Trente-huit pour cent. C’est l’écart que la Banque mondiale relève entre les dépenses d’investissement que l’État ghanéen a réellement exécutées et le montant inscrit au budget approuvé. Autrement dit, Accra a dégagé son excédent moins en encaissant davantage qu’en dépensant beaucoup moins que prévu.
Robert R. Taliercio, directeur de division de la Banque mondiale pour le Ghana, le Liberia et la Sierra Leone, s’exprimait à Accra au lancement du dixième rapport de l’institution sur l’économie ghanéenne. « The fiscal surplus was achieved largely through expenditure compression, with capital spending 38% below budget, which is not sustainable », a-t-il déclaré, soit : l’excédent vient surtout de la compression des dépenses, l’investissement public terminant 38 % sous le budget, ce qui n’est pas soutenable.

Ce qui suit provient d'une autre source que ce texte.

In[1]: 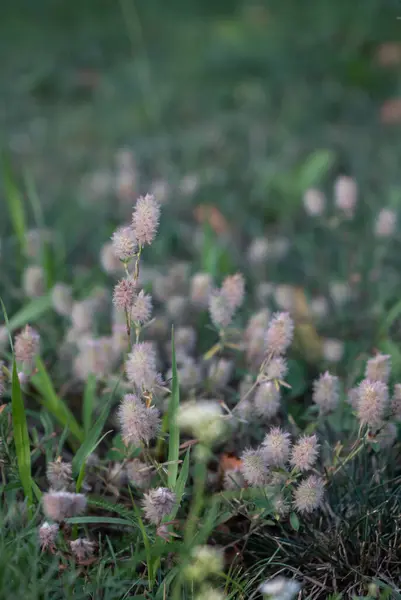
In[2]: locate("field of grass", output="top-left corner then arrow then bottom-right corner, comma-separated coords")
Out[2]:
0,0 -> 401,600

Le mécanisme est simple. Les dépenses d’investissement financent ce qui dure : routes, réseaux électriques, bâtiments publics. Un ministère qui reporte un chantier améliore ses comptes de l’année en cours sans rien devoir expliquer, puisque la ligne budgétaire existe toujours sur le papier. C’est la voie la plus rapide vers un solde positif, et la moins visible.

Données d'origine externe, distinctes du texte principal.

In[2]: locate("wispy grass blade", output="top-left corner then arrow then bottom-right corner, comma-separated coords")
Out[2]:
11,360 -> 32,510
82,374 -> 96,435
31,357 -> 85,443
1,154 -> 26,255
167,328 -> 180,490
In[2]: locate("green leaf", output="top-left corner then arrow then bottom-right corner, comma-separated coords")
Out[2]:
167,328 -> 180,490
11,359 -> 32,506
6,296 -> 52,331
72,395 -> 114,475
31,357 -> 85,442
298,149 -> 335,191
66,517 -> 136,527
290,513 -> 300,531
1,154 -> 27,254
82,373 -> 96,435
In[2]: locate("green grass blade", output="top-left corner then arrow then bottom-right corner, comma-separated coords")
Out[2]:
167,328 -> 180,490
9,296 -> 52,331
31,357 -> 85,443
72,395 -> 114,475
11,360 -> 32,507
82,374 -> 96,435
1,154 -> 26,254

Taliercio a averti que le Ghana ne devait pas asseoir son redressement budgétaire sur ces coupes, l’investissement conditionnant selon lui le développement des infrastructures et la croissance de long terme. La retenue sur les dépenses procure un répit immédiat, a-t-il ajouté, mais un sous-investissement prolongé finirait par affaiblir la capacité productive du pays.
La Banque mondiale plaide donc pour des réformes qui préservent la discipline budgétaire tout en protégeant les investissements prioritaires et les services publics essentiels. Elle place deux leviers en tête : une mobilisation plus forte des recettes intérieures et une meilleure gestion des dépenses. Le gouvernement ghanéen, lui, poursuit les mesures destinées à rétablir la stabilité macroéconomique et à réduire la vulnérabilité de sa dette.

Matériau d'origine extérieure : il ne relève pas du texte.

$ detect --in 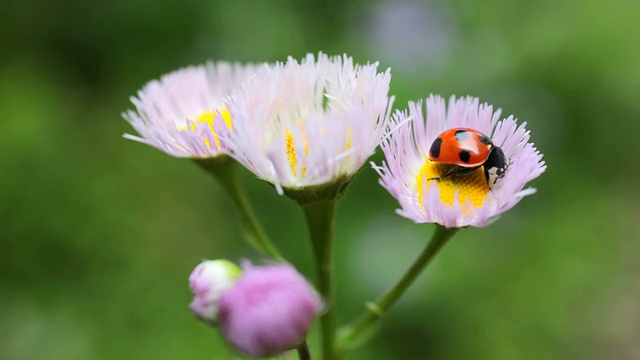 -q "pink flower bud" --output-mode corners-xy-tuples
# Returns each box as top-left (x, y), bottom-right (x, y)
(189, 260), (242, 325)
(218, 264), (323, 357)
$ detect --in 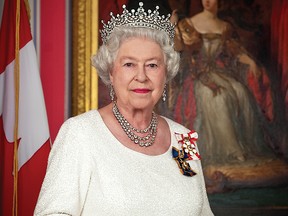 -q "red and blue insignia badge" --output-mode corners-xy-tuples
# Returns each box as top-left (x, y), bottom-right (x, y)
(172, 131), (201, 177)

Le sujet dépasse Accra. Taliercio couvre trois pays voisins par la côte, le Ghana, le Liberia et la Sierra Leone, où les mêmes arbitrages se posent : rassurer les créanciers sans geler les chantiers. Sur la même page, MyJoyOnline rapporte deux autres constats de la Banque mondiale : une dette publique ramenée à 49 % du produit intérieur brut en 2025, contre 70,3 %, et 56,4 % de Ghanéens toujours pauvres malgré la reprise. Le solde budgétaire s’est redressé plus vite que les conditions de vie.
Le dixième rapport économique sur le Ghana énumère les mesures que l’institution juge nécessaires pour consolider cette reprise. Restent les chiffres du prochain budget. Ligne par ligne, ils diront si les chantiers repartent.